My fourth novel, published Macmillan, London/St Martin’s Press, NY 1987.
Hardback, large-print.

Sixteen years ago Bill Holt was jailed for life for the murder of two people: Alison, a lifelong friend whom once people had assumed he’d marry, and a private detective. He knew he was innocent, but jury, judge and all his friends declared him guilty.

Now he’s out on parole, and his first journey is back to the scene of the crime, the town where he’d worked and lived, and where he had shares in Greystone, his grandfather’s firm.

He found that fashion had changed, the currency had changed, even the railway station was different. The people were altered too, by age and by affluence and not by incarceration. But they were still there: Alison’s husband, Bryant, Jeff and Thelma Spencer, his cousin Cassie Stone, smooth Charles Cartwright and Holt’s ex-wife Wendy.
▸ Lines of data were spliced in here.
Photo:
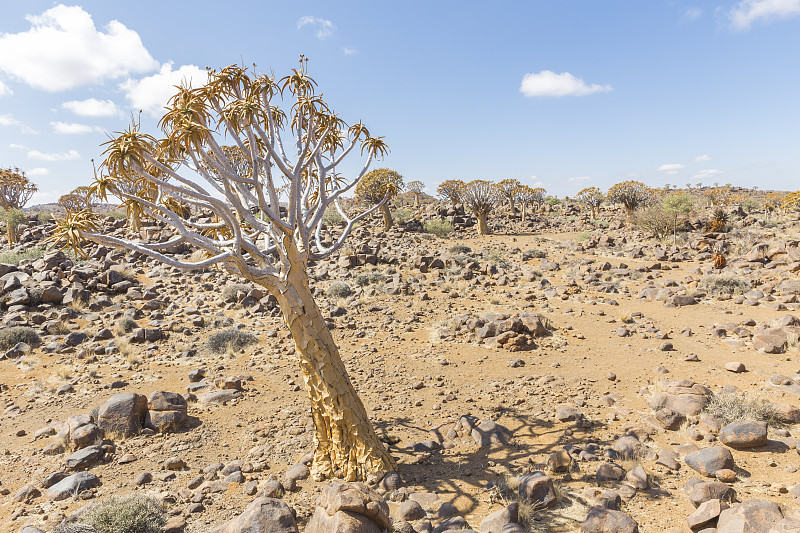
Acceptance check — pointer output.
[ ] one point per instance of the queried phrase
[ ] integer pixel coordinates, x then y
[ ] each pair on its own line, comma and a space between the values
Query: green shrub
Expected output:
10, 337
117, 514
401, 216
14, 258
725, 283
440, 228
331, 217
230, 291
460, 249
339, 289
126, 325
730, 407
231, 338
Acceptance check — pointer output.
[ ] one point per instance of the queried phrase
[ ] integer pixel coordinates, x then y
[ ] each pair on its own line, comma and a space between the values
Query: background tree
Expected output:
677, 204
530, 198
415, 188
272, 247
481, 197
632, 195
15, 191
508, 190
451, 191
377, 188
592, 198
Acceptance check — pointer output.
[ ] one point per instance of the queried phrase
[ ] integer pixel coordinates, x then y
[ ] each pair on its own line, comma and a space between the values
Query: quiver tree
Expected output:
376, 188
15, 191
530, 198
415, 188
632, 195
291, 137
509, 190
592, 198
451, 191
481, 197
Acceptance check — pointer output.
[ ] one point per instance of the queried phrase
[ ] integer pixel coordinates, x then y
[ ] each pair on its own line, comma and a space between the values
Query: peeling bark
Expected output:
345, 442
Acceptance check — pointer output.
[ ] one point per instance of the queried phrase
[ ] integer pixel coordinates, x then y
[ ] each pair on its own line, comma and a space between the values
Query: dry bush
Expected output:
730, 407
725, 283
228, 339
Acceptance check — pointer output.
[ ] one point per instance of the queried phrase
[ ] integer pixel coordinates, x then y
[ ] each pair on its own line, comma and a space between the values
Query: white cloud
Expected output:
707, 173
63, 50
92, 107
152, 93
548, 83
73, 128
53, 156
325, 28
746, 12
9, 120
692, 13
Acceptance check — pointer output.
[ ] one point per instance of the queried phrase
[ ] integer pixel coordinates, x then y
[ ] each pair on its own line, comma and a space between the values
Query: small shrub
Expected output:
655, 221
440, 228
331, 217
231, 338
460, 249
14, 258
725, 283
730, 407
10, 337
230, 291
126, 325
130, 514
401, 216
339, 289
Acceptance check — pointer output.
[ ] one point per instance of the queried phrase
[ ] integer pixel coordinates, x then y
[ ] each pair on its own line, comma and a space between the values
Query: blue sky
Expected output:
562, 94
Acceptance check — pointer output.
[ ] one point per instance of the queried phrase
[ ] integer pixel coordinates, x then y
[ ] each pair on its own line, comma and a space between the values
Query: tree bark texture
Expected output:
346, 444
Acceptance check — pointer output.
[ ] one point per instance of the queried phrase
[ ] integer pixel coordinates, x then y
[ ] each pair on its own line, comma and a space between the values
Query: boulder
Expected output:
263, 515
349, 507
709, 460
122, 415
744, 434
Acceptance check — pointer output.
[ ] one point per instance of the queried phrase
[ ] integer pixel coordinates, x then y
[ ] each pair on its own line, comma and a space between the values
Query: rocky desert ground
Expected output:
561, 374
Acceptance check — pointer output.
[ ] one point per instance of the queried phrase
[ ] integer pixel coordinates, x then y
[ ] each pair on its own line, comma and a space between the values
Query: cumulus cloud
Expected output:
325, 28
548, 83
708, 173
670, 168
152, 93
53, 156
73, 128
92, 107
63, 49
746, 12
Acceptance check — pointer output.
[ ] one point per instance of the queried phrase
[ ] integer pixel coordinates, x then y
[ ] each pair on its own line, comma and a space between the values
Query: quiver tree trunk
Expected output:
387, 216
346, 445
483, 226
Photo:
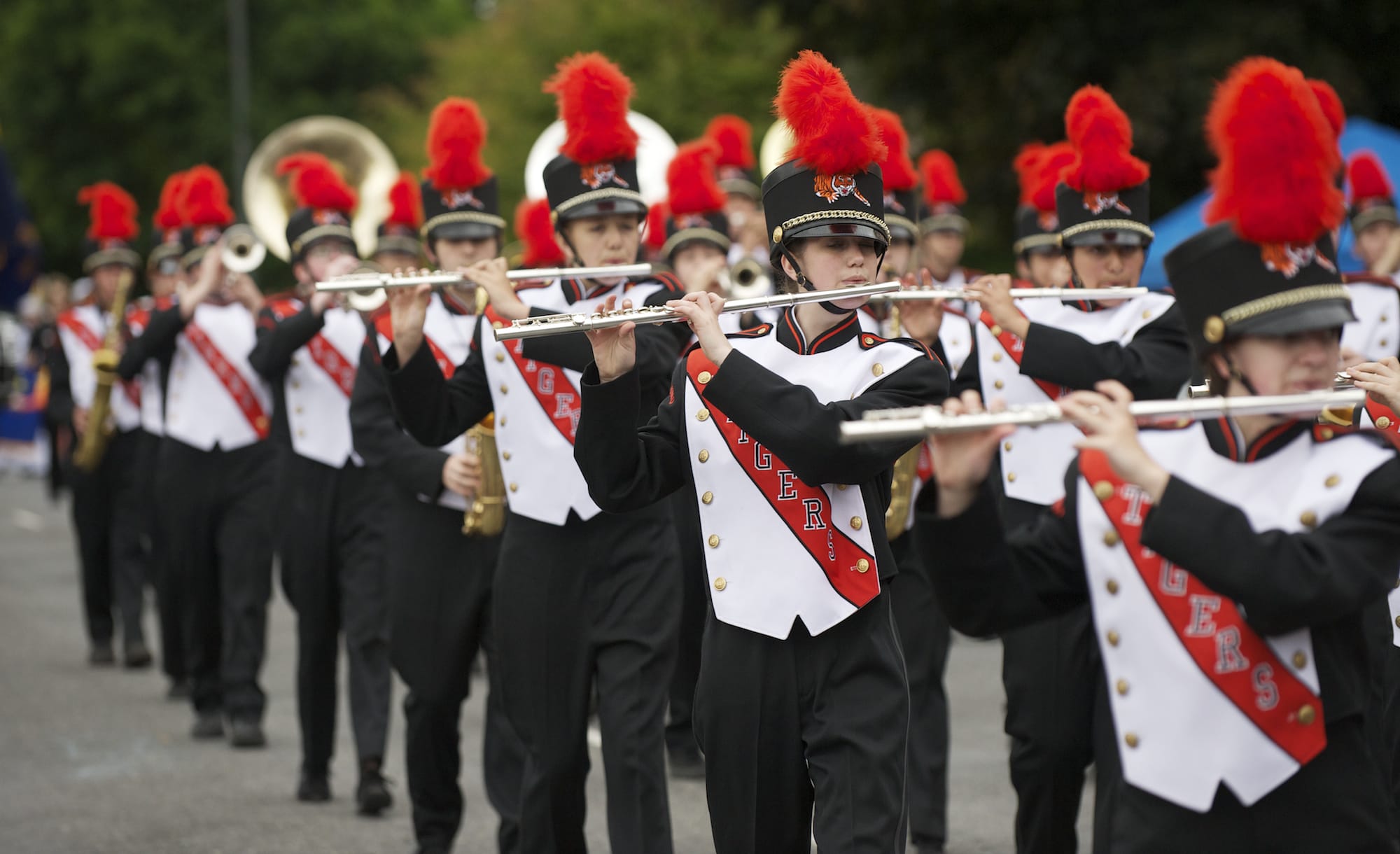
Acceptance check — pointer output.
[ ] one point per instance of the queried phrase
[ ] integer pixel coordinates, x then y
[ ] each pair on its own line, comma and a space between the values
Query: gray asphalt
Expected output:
99, 761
One of them was a killer and also a manipulator – one of them had framed him, and he’d spent sixteen years behind bars while the murderer grew fat and sleek on the profits of his company.

Bill Holt was a dangerous man.

Why is it called The Stalking Horse?
Because I had run out of ingenuity. Every title I suggested was turned down, and none of the titles suggested by my editor appealed to me. Eventually I was searching Roget’s Thesaurus, and came across ‘stalking horse’. The dictionary told me that a stalking horse was one used by a hunter to hide behind while stalking his quarry, and it seemed to me that the murderer could be said to have ‘hidden behind’ Bill Holt – so I suggested the title. They kept the same title in the US – and another book came out that same week with the same title!

What made you write it?
At that time, I had occasion to go to Market Harborough in Leicestershire quite often, and on the way there and back would pass Gartree maximum-security prison. All you can see of it from the road is the ring of powerful lights, and it never failed to make me shiver. Someone had not long before staged a rooftop protest there – someone that many, many people believed was innocent of the murder for which he had been imprisoned. The appalling thought of being incarcerated for years in a place like that for something you hadn’t done was what prompted the idea.
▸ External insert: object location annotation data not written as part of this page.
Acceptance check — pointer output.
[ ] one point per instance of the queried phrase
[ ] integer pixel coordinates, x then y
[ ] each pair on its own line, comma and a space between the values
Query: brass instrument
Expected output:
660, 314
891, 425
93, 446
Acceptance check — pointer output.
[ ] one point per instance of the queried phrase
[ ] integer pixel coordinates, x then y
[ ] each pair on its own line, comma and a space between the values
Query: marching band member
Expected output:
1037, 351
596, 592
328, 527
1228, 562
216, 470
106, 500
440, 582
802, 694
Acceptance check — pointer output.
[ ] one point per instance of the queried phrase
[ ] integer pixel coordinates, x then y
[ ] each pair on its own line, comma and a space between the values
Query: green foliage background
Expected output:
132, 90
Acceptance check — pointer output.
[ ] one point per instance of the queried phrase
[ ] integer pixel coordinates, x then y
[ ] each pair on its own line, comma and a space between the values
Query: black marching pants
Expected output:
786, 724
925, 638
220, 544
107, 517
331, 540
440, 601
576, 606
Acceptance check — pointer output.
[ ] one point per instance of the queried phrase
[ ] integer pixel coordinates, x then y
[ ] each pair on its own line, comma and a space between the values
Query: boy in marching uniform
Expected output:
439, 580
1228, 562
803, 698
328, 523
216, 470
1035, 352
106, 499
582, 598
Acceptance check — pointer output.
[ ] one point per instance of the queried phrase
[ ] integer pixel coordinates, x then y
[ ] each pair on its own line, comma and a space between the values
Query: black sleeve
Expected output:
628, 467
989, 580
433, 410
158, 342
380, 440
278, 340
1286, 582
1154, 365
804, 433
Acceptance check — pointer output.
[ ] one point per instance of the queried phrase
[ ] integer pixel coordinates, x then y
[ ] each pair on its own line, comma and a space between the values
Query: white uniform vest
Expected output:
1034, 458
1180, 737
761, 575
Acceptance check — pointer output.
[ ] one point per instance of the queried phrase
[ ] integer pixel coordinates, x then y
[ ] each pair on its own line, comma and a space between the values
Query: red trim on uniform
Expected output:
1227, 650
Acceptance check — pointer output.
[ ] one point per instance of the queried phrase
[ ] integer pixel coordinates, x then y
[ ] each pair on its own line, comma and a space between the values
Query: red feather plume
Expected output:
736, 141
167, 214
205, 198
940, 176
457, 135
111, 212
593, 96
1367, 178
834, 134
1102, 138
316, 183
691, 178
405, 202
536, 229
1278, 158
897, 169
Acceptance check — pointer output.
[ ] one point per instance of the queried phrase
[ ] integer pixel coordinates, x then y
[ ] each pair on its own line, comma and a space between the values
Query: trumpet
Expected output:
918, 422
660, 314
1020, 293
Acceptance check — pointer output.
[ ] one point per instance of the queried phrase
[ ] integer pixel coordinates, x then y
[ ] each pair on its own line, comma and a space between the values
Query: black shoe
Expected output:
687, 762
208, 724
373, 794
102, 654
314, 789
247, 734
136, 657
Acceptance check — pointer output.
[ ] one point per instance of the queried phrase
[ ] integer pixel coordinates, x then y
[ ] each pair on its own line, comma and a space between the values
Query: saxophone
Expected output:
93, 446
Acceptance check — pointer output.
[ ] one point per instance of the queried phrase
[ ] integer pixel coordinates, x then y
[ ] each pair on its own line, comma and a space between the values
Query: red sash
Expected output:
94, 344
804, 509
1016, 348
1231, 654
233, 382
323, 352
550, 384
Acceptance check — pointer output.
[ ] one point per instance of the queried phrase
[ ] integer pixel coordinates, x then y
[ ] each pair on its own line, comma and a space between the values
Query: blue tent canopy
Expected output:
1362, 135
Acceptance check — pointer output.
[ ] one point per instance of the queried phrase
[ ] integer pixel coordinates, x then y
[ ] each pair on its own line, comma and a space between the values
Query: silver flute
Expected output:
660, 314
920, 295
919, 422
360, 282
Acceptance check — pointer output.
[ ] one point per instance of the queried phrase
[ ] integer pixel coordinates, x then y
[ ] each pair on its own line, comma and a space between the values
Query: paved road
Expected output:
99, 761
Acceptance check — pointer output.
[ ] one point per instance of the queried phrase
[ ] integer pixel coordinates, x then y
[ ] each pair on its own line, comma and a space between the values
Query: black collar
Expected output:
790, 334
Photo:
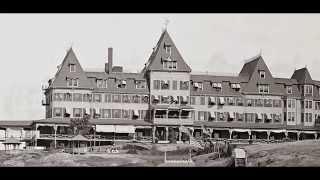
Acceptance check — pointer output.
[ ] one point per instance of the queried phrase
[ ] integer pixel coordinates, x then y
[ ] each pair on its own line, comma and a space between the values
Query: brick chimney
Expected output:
109, 64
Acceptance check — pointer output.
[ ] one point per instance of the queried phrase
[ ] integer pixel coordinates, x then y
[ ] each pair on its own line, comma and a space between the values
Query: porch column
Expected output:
167, 133
35, 139
268, 135
94, 135
55, 127
153, 134
230, 133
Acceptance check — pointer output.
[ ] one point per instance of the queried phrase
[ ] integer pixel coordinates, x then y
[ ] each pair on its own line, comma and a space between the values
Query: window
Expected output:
202, 115
263, 88
135, 99
308, 89
165, 84
202, 100
97, 98
72, 67
101, 83
268, 103
57, 112
77, 112
58, 96
125, 98
116, 98
116, 113
87, 97
184, 85
262, 74
192, 100
174, 85
121, 83
145, 99
126, 114
107, 98
77, 97
165, 99
276, 103
106, 113
156, 84
289, 89
140, 84
67, 97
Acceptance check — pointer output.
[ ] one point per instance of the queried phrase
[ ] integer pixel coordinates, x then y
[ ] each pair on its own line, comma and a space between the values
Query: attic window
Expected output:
72, 67
262, 74
289, 89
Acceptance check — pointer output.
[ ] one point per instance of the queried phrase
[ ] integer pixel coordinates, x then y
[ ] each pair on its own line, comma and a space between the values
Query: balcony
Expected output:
170, 120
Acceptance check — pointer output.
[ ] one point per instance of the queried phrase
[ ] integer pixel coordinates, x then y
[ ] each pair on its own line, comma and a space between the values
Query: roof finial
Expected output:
166, 22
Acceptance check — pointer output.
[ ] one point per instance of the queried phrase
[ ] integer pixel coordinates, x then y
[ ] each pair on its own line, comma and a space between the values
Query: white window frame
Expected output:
289, 88
72, 65
262, 73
Didn’t some reviewers call the idea old-hat?
Yes, of course they did, because it is. But I was as interested in how Bill Holt would cope with the outside world as I was in the vengeance aspect, or the investigation. He came out to a Thatcherite Britain of millionaire whizz-kids and beggars in the streets, fast-food joints, murderous football hooliganism, a soaring crime rate, rioting strikers – that wasn’t how it was when he went in. While I don’t have him addressing any of these things directly – he had more pressing matters on his mind – he is permanently bewildered and adrift in a world he doesn’t recognise, and spends as much time in the past as he does in the present, because he’s more comfortable there.
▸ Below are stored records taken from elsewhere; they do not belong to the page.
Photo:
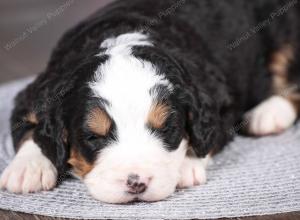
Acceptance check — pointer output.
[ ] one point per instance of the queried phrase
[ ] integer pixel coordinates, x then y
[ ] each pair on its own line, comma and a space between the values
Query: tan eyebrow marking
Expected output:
99, 122
158, 115
80, 165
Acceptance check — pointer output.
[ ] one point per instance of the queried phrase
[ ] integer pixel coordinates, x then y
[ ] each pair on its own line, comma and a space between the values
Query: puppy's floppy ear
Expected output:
51, 136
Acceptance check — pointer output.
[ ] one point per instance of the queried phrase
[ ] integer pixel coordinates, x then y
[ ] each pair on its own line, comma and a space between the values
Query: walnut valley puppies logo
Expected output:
38, 25
262, 25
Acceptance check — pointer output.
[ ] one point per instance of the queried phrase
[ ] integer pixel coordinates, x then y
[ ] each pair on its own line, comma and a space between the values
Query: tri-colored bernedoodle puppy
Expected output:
136, 98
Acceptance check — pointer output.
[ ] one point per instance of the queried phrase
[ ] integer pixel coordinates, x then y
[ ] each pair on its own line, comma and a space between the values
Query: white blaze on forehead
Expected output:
125, 82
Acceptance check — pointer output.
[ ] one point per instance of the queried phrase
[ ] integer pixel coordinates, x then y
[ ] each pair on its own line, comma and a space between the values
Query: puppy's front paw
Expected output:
272, 116
30, 171
193, 172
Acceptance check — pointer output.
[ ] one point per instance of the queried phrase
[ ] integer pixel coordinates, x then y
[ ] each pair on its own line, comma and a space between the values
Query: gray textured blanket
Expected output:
251, 177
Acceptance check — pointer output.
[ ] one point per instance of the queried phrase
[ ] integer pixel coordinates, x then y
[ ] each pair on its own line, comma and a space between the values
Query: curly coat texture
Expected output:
217, 77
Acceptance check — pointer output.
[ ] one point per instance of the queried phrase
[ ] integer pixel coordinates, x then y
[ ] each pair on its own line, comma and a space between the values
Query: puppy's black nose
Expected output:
135, 185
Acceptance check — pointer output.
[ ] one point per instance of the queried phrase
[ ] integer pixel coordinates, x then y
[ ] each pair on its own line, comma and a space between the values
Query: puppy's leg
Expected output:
193, 171
30, 171
280, 111
274, 115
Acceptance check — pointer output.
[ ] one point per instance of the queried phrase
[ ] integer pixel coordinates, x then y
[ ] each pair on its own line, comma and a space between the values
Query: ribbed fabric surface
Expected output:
250, 177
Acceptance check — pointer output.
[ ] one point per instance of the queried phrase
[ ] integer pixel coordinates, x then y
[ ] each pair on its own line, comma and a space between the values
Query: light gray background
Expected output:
31, 54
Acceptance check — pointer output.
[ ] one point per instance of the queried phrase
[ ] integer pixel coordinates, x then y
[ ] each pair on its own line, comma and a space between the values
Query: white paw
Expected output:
30, 171
272, 116
193, 172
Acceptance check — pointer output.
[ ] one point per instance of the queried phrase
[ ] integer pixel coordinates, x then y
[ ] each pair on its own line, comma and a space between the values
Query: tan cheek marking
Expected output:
158, 115
31, 118
80, 166
99, 122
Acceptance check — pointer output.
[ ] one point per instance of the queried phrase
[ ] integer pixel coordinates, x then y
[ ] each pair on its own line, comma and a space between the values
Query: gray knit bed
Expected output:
251, 177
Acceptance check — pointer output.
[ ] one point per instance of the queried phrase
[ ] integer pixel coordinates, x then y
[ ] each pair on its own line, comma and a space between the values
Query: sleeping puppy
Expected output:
136, 98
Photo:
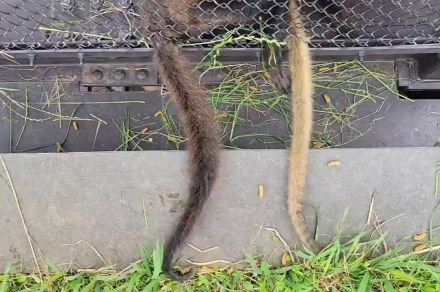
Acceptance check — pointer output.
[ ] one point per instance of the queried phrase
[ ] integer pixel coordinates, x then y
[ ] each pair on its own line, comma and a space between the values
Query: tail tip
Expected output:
178, 276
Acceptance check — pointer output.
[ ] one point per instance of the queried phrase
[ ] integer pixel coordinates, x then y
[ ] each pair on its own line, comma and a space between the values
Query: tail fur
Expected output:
203, 142
302, 108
Do you read reviews of your books?
Yes, I do. I think it’s important to know what people think of what I’ve written, assuming they’ve actually read the book, which isn’t always the case with reviewers. If I think the criticism is justified, I’ll bear it in mind. And good reviews encourage me. But the two that I liked best for The Stalking Horse weren’t good, and were both from the US. One reviewer said that it had strong overtones of Agatha Christie, while another said that like all Raymond Chandler imitators, I debased his language. While I own up to being a life-long Christie fan, I have never read a word of Chandler, so I plead not guilty to the second charge. But I maintain that I am the only writer ever to have been accused of copying both Christie and Chandler in the same novel!